Les deux versions des faits

Du côté indien, on affirme avoir accordé une autorisation « motivée par des raisons purement humanitaires » et on renvoie la balle : le Pakistan, lui aussi, maintient la fermeture de son espace aérien aux compagnies indiennes.

Islamabad rétorque que l’autorisation était inapplicable et accuse New Delhi de jouer la montre. Chacun campe sur ses positions, comme toujours.

En résumé :

  • Pakistan demande survol exceptionnel pour aide humanitaire
  • Inde accorde une autorisation limitée dans le temps
  • Pakistan juge les conditions intenables
  • L’avion reste au sol
  • 1,5 million de Sri-Lankais attendent toujours

Un conflit qui empoisonne tout depuis 1947

Cette querelle aérienne n’est que le dernier épisode d’une rivalité commencée à la partition de 1947. Le Cachemire, région himalayenne à majorité musulmane mais rattachée à l’Inde, reste le cœur du problème. Trois guerres, des dizaines d’accrochages, et une course à l’armement nucléaire ont suivi.

Au printemps dernier, un attentat au Cachemire revendiqué par un groupe basé au Pakistan a entraîné des frappes aériennes indiennes sur le sol pakistanais, suivies d’une riposte. Plus de 70 morts en quatre jours. Depuis, la ligne de contrôle est calme, mais la méfiance est totale.

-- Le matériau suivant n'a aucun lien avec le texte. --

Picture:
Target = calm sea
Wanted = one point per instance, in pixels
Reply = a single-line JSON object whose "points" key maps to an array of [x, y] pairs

Au point que même un geste humanitaire devient un champ de bataille diplomatique.

Le Sri Lanka, victime collatérale

Colombo, déjà débordé par l’ampleur de la catastrophe, se retrouve pris en otage entre ses deux grands voisins. L’Inde, traditionnellement proche du Sri Lanka, a été parmi les premiers pays à envoyer de l’aide par la mer et par des routes terrestres. Le Pakistan, lui, voulait montrer sa solidarité musulmane avec une partie de la population sri-lankaise.

Mais ce bras de fer aérien ternit l’image des deux pays et, surtout, retarde des secours qui pourraient sauver des vies.

Vers une désescalade possible ?

À l’heure où ces lignes sont écrites, on ignore si l’avion pakistanais a finalement pu décoller. Certains observateurs espèrent que la pression internationale finira par faire plier l’une des deux capitales.

Mais l’histoire a montré que la logique humanitaire pèse souvent peu face aux impératifs de fierté nationale et de sécurité perçue.

Une chose est sûre : tant que le nœud cachemiri ne sera pas dénoué, chaque occasion même la plus tragique sera prétexte à une nouvelle crispation entre l’Inde et le Pakistan.

Et ce sont toujours les plus faibles, ici les sinistrés sri-lankais, qui en paient le prix.